The sound of an approaching engine interrupted my reverie. I looked downstream and saw an approaching fast moving speed boat turned the corner, and came charging down towards us at the jetty.
“That must be the boat,” Dad said, moving towards the near end of the jetty.
The boat slides to a stop, bumping against the old tires that were tied to the side on the concrete by the steps. It was a 90 Horsepower out boat engine driven fiber boat.
“Hello. Are you Johnny?” Dad shouted above the sound of the engine, moving down the steps, to take the tying rope from the boat.
“Sir, be careful, those steps are slippery,” the driver shouted out a warning and cut out the engine.
“Did you bring the materials I asked you to come along with?”
“YesSir.

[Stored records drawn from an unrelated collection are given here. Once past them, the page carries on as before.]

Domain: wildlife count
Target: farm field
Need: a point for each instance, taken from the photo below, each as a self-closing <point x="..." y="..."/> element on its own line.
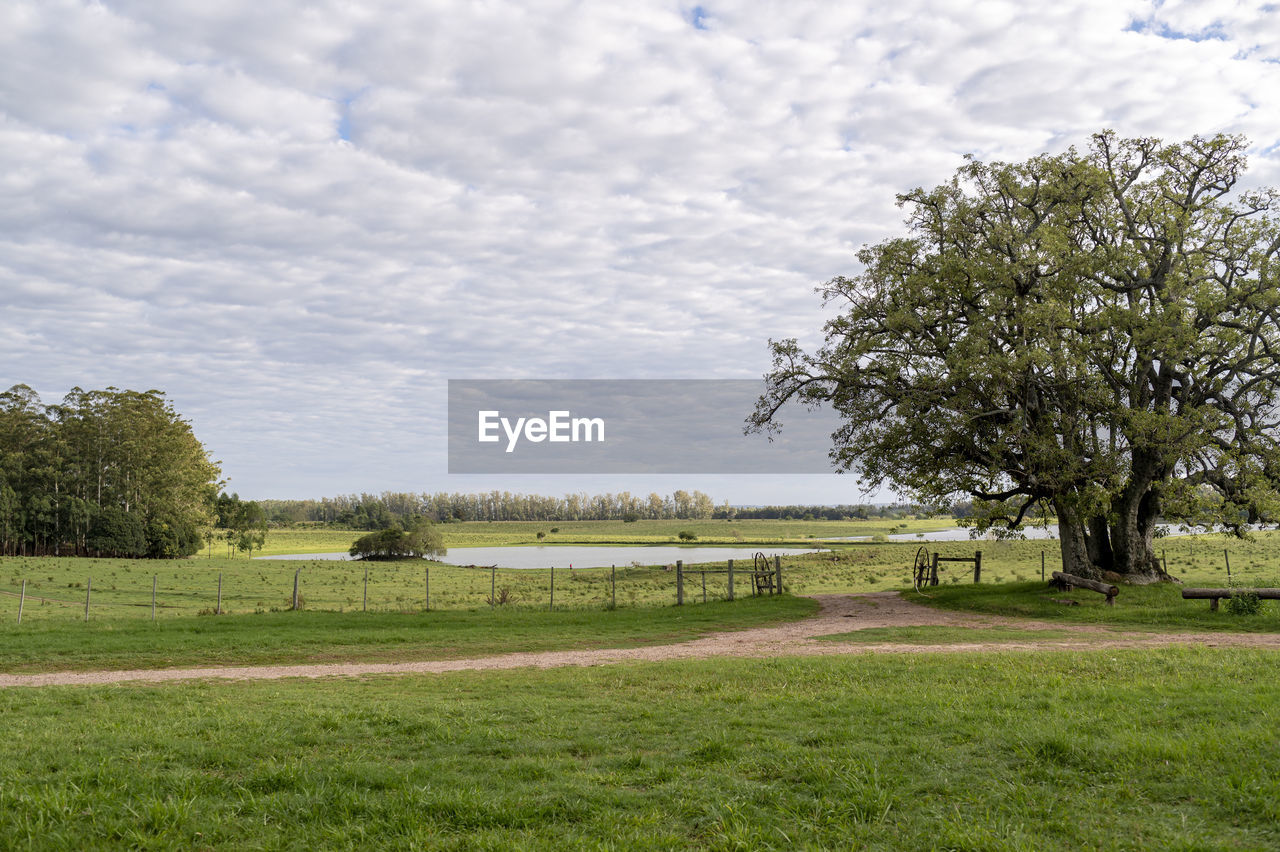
<point x="120" y="589"/>
<point x="475" y="534"/>
<point x="307" y="637"/>
<point x="1146" y="750"/>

I hired the table and the four plastic chairs. I brought the cutlass from my house."
“Cutlass, Daddy, what are you going to use a cutlass for?” I asked, looking at my Mom who was busy helping Nengi to haul the bag toward the steps.
“Enyumu-ama has not been inhabited for quite some time now. We may need the cutlass to cut one or two things there,” she said throwing her handbag to me.
I knew she had told us about this village. It was her ancestral home where she grew up as a child before moving to Nembe where she lived with an aunt when she was to start her secondary school. She later went to Port Harcourt for her university education. She and Dad had met during their one year compulsory National Youth Service in Lagos where both of them had served.
Dad was from the popular Green family in Kalabari. Mom is so fond of her childhood years growing up in the village and had told us about it until I have also come to love the stories of that place.
I have a picture of the place engraved in my imagination to be a place where life had to be very interesting. I have tried to patch up all the pieces of the stories she had told us over the years and concluded that the people must have had a kind of a communal lifestyle.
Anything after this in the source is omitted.